Mark Wold, husband to former Deputy Auditor Sue Wold, wrote a letter to supervisors Thursday night demanding that Miller provide a reason for his wife's firing. The Wolds say they requested a letter to “validate that her appointment was pulled not because of job performance.”
“Maybe he is too busy with his Twitter,” Mark Wold wrote.
Wold wrote that the letter is not an attack on the supervisors, for whom his wife has “only positive thoughts and memorys [sic] of her 31 yrs of service with Linn Co, except for the last 1 1/2 years under Mr. Miller.”
Miller said Friday he was sending a letter to Human Resources explaining his decision about Wold.
“I did a reorganization, and I determined that I needed to eliminate that person from that position, and to find someone else that had skill sets I was looking for,” Miller said Friday. “She can say whatever she wants to say, and she will, so why get into that?”

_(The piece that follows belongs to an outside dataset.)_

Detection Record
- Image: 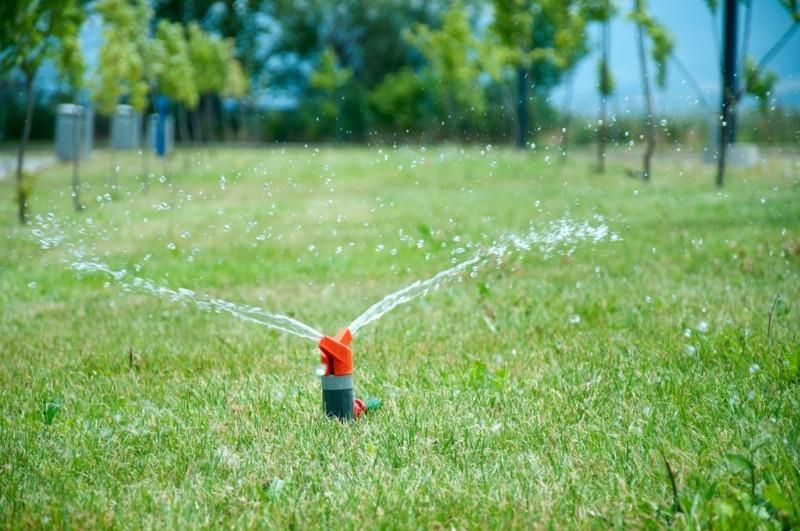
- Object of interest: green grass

The supervisors were already uncomfortable with Miller's decision to replace the longtime deputy. He said he wanted to hire someone with accounting training who would split time between election oversight and internal auditing of the county. And then he went ahead and hired Karen Heiderscheit on Monday, without getting the go-ahead from supervisors. Heiderscheit has a four-year degree in accounting and has worked in the auditor's office for six years.
Heiderscheit will make $51,675, compared with the $87,663 Wold made, Miller said.
The supervisors will weigh in Monday on whether to allow Heiderscheit's appointment as a deputy in Miller's budget, for which they hold the purse strings.
“Joel's entitled to appoint whoever he wants. The only issue of control we have is over the number of deputies,” Langston said.
Budget and finance officials under the supervisors have been miffed at Miller because he said the county budget needs better oversight. Langston said she doesn't object to the idea of internal auditing - she just thinks the position should be under the supervisors, and not an elected official's deputy, a “political appointment.”
Miller, who is often at odds with the Board of Supervisors, said he is “being subjected to a scrutiny that has not been applied to any other elected officer.” The supervisors, he said, sign payroll authorizations to replace deputy elected officials as a matter of course.
Only since he's emphasized internal auditing has the issue blossomed into a controversy, he said.
“They basically don't want me, as auditor, to audit,” Miller said.